Summer conferences are just around the corner, and the LHC experiments are putting together O(1 fb) samples as we speak (in another post I will report on the progress of data collection at CMS, which has already collected over 650 inverse picobarns of useful data). It seems that this is a good time to make the point of where we stand with Higgs boson searches.

I am speaking, of course, of the Standard Model (C) Higgs boson, the only one which exists (maybe). Fancier concoctions, predicting five, eleven, or exp(pi) new scalars will be reviewed another day when I am under drugs.

\begin(short introduction)

To the benefit of the few of you who need an introduction, here is one: the Higgs boson, H, is a particle with the quantum numbers of the vacuum, a particle thought to provide all other massive bodies with the right amount of "inertia" by interacting of the latter as they propagate in empty space. H has never been detected in subnuclear experiments yet, but physicists have a pretty good idea of what its properties are: if it exists, and if the Standard Model is ultimately correct (although incomplete, yeah), then the existing data on the properties of massive particles contain some information on it. 

Indeed, through the comparison of precise measurements and theoretical predictions, we even know what the Higgs mass should be, albeit with some still sizable uncertainty. The mass of the Higgs boson is a crucial input to experimental searches, because it dictates how frequently the Higgs boson is produced, and even more to the point, how it disintegrates, and thus what are its decay signatures.

Right now physicists in CDF, DZERO, CMS, and ATLAS are searching Higgs signals in no less than a dozen different final states: pairs of W bosons, pairs of Z bosons, pairs of photons, pairs of b-quarks, pairs of tau leptons, pairs of top quarks. Also, these signatures may arise by themselves, or in association with additional b-quarks, or additional W or Z bosons, or additional top quarks. The mess is complete and thorough.

\end(short introduction)

So let me make a few points on the Higgs search, maybe for the last time before the particle is eventually found, or more likely, for the last time this spring. First of all, what do we know from existing searches and indirect limits ?

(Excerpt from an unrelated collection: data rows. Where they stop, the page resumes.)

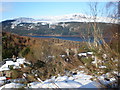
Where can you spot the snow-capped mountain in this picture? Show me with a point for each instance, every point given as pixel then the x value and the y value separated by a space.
pixel 65 18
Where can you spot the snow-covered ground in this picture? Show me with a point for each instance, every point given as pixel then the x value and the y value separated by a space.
pixel 77 80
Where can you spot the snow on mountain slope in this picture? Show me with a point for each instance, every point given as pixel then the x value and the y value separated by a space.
pixel 65 18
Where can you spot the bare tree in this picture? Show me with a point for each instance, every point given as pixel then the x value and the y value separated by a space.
pixel 99 45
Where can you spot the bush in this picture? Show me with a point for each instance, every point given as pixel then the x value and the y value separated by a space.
pixel 39 64
pixel 25 51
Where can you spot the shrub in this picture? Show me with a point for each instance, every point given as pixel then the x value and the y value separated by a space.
pixel 25 51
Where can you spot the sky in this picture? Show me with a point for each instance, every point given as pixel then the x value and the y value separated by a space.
pixel 36 10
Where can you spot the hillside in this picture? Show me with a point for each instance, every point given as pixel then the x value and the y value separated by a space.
pixel 60 25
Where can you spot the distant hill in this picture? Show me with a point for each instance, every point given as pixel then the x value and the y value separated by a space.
pixel 72 24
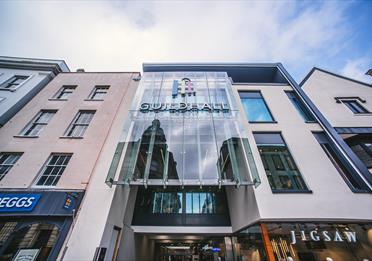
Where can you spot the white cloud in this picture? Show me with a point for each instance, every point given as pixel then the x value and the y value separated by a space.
pixel 120 36
pixel 356 69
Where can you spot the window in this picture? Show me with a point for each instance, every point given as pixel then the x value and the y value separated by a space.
pixel 300 107
pixel 80 124
pixel 7 161
pixel 281 170
pixel 353 104
pixel 353 181
pixel 14 82
pixel 38 123
pixel 255 107
pixel 98 93
pixel 64 92
pixel 53 169
pixel 361 145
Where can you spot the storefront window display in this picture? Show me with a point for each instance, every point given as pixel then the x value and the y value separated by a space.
pixel 307 242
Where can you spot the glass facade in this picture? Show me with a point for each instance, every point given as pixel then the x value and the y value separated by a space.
pixel 184 129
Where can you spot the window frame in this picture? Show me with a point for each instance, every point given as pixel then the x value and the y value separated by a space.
pixel 74 123
pixel 96 90
pixel 301 108
pixel 360 110
pixel 33 121
pixel 18 154
pixel 18 85
pixel 264 102
pixel 46 165
pixel 61 90
pixel 285 145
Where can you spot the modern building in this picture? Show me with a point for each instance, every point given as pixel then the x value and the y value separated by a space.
pixel 223 162
pixel 347 105
pixel 48 152
pixel 21 79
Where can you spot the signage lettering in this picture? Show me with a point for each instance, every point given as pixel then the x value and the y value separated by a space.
pixel 315 235
pixel 18 202
pixel 183 106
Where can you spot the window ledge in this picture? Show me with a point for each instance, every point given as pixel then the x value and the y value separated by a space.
pixel 55 99
pixel 71 137
pixel 7 89
pixel 363 114
pixel 286 191
pixel 262 122
pixel 25 136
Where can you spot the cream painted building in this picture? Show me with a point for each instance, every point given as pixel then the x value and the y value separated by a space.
pixel 49 151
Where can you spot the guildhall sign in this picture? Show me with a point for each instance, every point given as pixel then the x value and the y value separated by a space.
pixel 184 88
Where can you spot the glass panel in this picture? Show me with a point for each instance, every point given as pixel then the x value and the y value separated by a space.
pixel 256 109
pixel 281 175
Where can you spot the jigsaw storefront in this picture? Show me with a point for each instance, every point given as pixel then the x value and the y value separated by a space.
pixel 34 224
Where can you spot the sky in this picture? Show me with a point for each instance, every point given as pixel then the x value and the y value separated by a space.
pixel 121 35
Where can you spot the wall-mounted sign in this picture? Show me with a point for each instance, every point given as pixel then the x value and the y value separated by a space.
pixel 183 87
pixel 183 106
pixel 318 235
pixel 18 202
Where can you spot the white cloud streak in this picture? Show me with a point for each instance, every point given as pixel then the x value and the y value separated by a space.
pixel 120 36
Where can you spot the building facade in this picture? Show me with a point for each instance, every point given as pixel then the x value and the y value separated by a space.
pixel 21 79
pixel 223 162
pixel 48 152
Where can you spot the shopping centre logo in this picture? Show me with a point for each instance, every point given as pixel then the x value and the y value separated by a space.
pixel 185 86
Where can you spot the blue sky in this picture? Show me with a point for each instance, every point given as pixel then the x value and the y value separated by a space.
pixel 120 36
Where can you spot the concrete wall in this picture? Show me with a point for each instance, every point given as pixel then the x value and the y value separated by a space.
pixel 85 151
pixel 331 198
pixel 322 88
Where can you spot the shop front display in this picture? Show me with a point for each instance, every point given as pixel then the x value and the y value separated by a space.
pixel 34 225
pixel 306 242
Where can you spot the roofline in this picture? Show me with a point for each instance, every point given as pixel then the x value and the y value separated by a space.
pixel 54 65
pixel 334 74
pixel 147 66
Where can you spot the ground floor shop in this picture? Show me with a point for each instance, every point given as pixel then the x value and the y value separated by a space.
pixel 262 242
pixel 34 224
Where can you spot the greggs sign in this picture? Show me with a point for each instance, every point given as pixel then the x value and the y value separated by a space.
pixel 18 202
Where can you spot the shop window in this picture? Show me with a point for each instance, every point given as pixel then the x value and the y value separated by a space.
pixel 305 114
pixel 7 161
pixel 353 180
pixel 317 241
pixel 53 169
pixel 98 93
pixel 167 202
pixel 64 92
pixel 281 170
pixel 19 241
pixel 38 123
pixel 80 124
pixel 255 107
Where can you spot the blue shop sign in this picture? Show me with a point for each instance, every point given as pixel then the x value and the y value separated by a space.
pixel 18 202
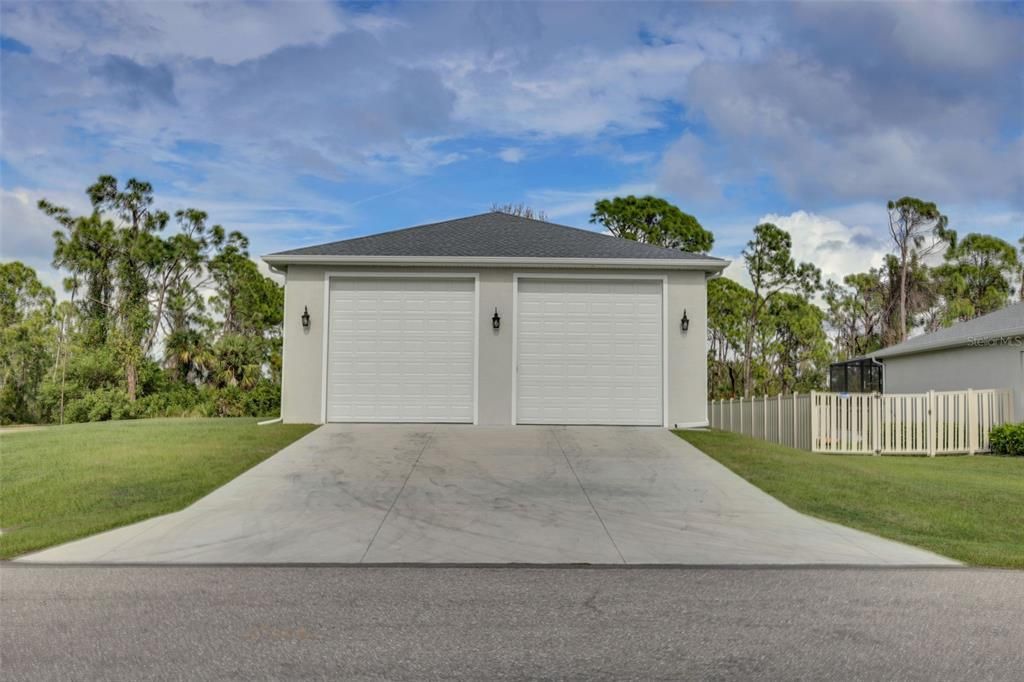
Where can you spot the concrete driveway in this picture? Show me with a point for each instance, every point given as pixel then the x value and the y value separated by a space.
pixel 488 495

When I want to discuss the above question, I remind myself that like the way the GFitter folks display this information. I must say it is slightly questionable to put together indirect and direct search inputs, combining probabilities as one would do with a poker hand: or rather, the combination is valid but we must be extremely careful in its interpretation. Yet the succinct message of the figure below has its undeniable appeal:

The green curve shows a statistical estimator, a "delta chisquared", as a function of the unknown value of the Higgs boson mass. The higher the curve goes, the less likely the corresponding mass is. The calculation of the curve includes all electroweak fit results, along with direct search results. The minimum of the curve shows the most probable value of the Higgs mass, but don't be deceived: any value in the range 114-160 GeV is in good agreement with the inputs.

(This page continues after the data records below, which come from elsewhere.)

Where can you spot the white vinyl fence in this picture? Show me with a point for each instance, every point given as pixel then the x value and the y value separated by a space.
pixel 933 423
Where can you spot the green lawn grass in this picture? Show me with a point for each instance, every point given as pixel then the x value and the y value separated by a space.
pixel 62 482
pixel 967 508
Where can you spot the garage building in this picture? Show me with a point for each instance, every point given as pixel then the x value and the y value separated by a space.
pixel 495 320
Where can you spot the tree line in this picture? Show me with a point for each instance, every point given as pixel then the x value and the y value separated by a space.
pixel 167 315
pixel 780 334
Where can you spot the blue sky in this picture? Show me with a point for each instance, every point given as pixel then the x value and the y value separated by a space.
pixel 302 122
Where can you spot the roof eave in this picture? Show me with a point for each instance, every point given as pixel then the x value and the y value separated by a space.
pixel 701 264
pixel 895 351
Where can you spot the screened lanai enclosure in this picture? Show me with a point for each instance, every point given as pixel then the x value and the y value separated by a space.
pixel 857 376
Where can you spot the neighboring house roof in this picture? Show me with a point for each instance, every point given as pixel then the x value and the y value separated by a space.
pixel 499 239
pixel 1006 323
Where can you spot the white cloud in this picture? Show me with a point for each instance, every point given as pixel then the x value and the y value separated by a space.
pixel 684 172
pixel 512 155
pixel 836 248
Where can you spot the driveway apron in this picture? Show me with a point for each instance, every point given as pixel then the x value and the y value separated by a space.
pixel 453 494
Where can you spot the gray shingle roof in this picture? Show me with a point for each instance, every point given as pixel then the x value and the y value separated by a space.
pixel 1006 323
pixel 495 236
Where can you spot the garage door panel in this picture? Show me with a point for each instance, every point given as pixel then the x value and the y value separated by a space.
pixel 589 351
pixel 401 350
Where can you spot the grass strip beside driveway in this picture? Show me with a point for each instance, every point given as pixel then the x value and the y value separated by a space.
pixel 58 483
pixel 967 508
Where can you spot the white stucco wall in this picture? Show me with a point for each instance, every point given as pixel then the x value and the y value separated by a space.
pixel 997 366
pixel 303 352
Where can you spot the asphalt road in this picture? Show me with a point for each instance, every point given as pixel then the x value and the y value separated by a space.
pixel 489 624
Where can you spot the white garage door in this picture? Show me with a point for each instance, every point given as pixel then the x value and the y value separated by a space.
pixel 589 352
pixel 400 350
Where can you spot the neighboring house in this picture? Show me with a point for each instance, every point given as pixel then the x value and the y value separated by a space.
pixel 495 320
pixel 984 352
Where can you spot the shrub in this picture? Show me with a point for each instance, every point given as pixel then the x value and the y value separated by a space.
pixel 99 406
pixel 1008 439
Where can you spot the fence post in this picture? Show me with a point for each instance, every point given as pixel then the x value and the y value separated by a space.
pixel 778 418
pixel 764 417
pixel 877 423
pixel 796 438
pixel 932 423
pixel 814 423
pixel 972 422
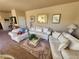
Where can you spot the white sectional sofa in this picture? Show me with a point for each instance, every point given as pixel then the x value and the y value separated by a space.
pixel 64 46
pixel 16 37
pixel 40 32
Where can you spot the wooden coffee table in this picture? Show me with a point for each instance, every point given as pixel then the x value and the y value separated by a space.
pixel 41 51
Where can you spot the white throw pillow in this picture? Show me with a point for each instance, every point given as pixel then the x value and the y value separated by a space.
pixel 16 30
pixel 64 44
pixel 56 34
pixel 32 29
pixel 45 30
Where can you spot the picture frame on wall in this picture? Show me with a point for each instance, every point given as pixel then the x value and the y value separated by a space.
pixel 13 19
pixel 32 18
pixel 42 18
pixel 56 18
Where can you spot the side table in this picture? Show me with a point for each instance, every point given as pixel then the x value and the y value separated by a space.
pixel 41 51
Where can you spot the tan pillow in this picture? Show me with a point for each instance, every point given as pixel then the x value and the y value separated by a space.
pixel 64 44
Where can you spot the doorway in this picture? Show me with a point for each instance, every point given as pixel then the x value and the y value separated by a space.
pixel 1 28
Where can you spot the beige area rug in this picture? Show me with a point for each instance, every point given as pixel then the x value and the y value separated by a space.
pixel 41 51
pixel 6 57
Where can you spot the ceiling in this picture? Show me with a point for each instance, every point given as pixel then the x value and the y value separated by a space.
pixel 23 5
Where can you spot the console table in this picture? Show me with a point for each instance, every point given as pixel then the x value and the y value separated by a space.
pixel 41 51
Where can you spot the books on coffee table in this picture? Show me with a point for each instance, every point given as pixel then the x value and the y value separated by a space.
pixel 34 42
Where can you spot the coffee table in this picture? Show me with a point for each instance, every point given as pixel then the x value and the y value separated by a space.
pixel 41 51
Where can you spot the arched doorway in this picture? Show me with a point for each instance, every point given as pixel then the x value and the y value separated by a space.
pixel 1 26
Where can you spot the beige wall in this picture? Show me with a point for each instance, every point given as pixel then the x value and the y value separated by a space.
pixel 69 14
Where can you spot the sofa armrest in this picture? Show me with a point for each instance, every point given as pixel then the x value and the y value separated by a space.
pixel 70 54
pixel 12 34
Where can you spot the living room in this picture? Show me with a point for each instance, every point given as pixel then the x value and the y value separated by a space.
pixel 44 22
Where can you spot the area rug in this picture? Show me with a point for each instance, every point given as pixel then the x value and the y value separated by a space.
pixel 6 57
pixel 41 51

The grey areas should in my opinion have different colours in the two regions: they shows areas "excluded" by the LEP II (left) and Tevatron (right) experiments, but the LEP II bound is just soooo much stronger than the Tevatron one, it is almost deceiving to show them on the same footing. But then again, the curve is the important information here -and you see it from the curve: it skyrockets to impossibly high delta-chisquared values for Higgs masses below 112 GeV. If you were to take home one bit of information from this graph, it would be this: the Higgs is heavier than 112 GeV. On that you can bet one testicle, if you have any (betting two would be too daring for my own taste).

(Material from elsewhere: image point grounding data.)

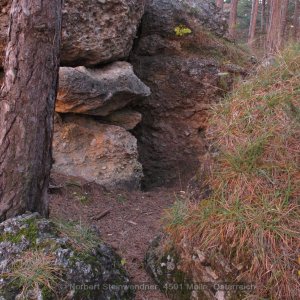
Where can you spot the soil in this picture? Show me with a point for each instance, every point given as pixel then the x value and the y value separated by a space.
pixel 129 220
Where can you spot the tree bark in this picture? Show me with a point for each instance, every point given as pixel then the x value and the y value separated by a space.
pixel 284 15
pixel 296 21
pixel 274 28
pixel 252 28
pixel 220 4
pixel 263 16
pixel 232 19
pixel 27 105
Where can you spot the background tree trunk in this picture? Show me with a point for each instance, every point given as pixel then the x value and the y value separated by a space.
pixel 220 4
pixel 263 16
pixel 252 28
pixel 296 21
pixel 284 15
pixel 233 19
pixel 274 28
pixel 27 105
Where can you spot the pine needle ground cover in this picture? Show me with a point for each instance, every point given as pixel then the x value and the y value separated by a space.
pixel 252 214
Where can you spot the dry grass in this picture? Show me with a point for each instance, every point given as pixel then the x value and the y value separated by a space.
pixel 82 237
pixel 35 271
pixel 253 213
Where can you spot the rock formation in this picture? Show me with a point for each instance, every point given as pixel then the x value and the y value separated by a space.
pixel 179 55
pixel 98 92
pixel 105 154
pixel 178 52
pixel 41 259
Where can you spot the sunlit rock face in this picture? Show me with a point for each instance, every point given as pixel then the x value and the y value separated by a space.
pixel 94 31
pixel 98 92
pixel 100 153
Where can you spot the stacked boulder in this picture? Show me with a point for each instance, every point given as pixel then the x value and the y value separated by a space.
pixel 91 138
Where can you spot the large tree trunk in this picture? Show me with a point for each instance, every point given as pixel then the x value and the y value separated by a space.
pixel 232 19
pixel 27 105
pixel 252 28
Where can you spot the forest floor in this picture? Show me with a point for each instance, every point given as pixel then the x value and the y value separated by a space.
pixel 128 220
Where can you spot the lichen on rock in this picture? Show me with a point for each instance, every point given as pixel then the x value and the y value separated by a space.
pixel 40 259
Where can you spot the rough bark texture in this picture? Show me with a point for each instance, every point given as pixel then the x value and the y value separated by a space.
pixel 296 20
pixel 220 4
pixel 27 105
pixel 284 15
pixel 253 21
pixel 93 31
pixel 274 29
pixel 232 19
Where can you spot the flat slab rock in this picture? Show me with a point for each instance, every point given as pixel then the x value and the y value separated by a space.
pixel 98 91
pixel 93 31
pixel 105 154
pixel 68 252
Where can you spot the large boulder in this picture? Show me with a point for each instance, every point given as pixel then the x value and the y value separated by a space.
pixel 94 31
pixel 125 118
pixel 206 277
pixel 41 259
pixel 182 57
pixel 98 91
pixel 105 154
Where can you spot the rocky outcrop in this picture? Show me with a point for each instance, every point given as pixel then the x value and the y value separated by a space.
pixel 125 118
pixel 207 277
pixel 40 259
pixel 181 57
pixel 94 32
pixel 98 91
pixel 100 153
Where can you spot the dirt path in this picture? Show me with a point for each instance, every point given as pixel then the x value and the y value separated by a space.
pixel 132 220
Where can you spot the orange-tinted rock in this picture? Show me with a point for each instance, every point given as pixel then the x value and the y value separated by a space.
pixel 100 153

Now let me show just one recent result - the ATLAS combined limits, which they put together using data collected in 2010. These are still sizably less stringent bounds than the ones produced at the Tevatron, but this for sure is the last time that it is so... ATLAS is currently sitting on about 20 times more data, and by the end of June they will have about 50 times more overall (my very own prediction), so expect the bound shown here to go down all of a sudden by a factor 7 or so, without warning. But this only if the Higgs is not there!

Ok, and what is there in this plot ? The y axis shows the rate of production of Higgs bosons, in units of the Standard Model expectation. The line at 1.0 is indeed the reference point. To read this graph you should focus on a particular Higgs mass value - say 160 GeV, which corresponds to the leftmost purple vertical line of the Tevatron exclusion. If you go to the intercept of the purple line with the black "french fit", you get to read the rate which ATLAS could exclude, in SM production units: roughly 2. ATLAS is thus saying "if the Higgs boson has a mass of 160 GeV, its production rate is less than twice as high as the one predicted by the Standard Model". A similar sentence can be constructed for any Higgs mass, using the black line to provide the correct rate limit.

Users familiar with Higgs boson limit plots might be slightly confused by the additional information that this busy plot displays. Where is the other part of the "Brazil band" ? The green and yellow regions of the plot display some interesting additional information, in fact -the green band frames the rate limits that the experiment expected to set, 68% of the times. That is to say, if the experiment were repeated, with 1 million different 35 inverse picobarns datasets, at each Higgs mass ATLAS would end up with a limit within the green band about 680000 times. The yellow band instead frames the region where 970000 limit points should fall.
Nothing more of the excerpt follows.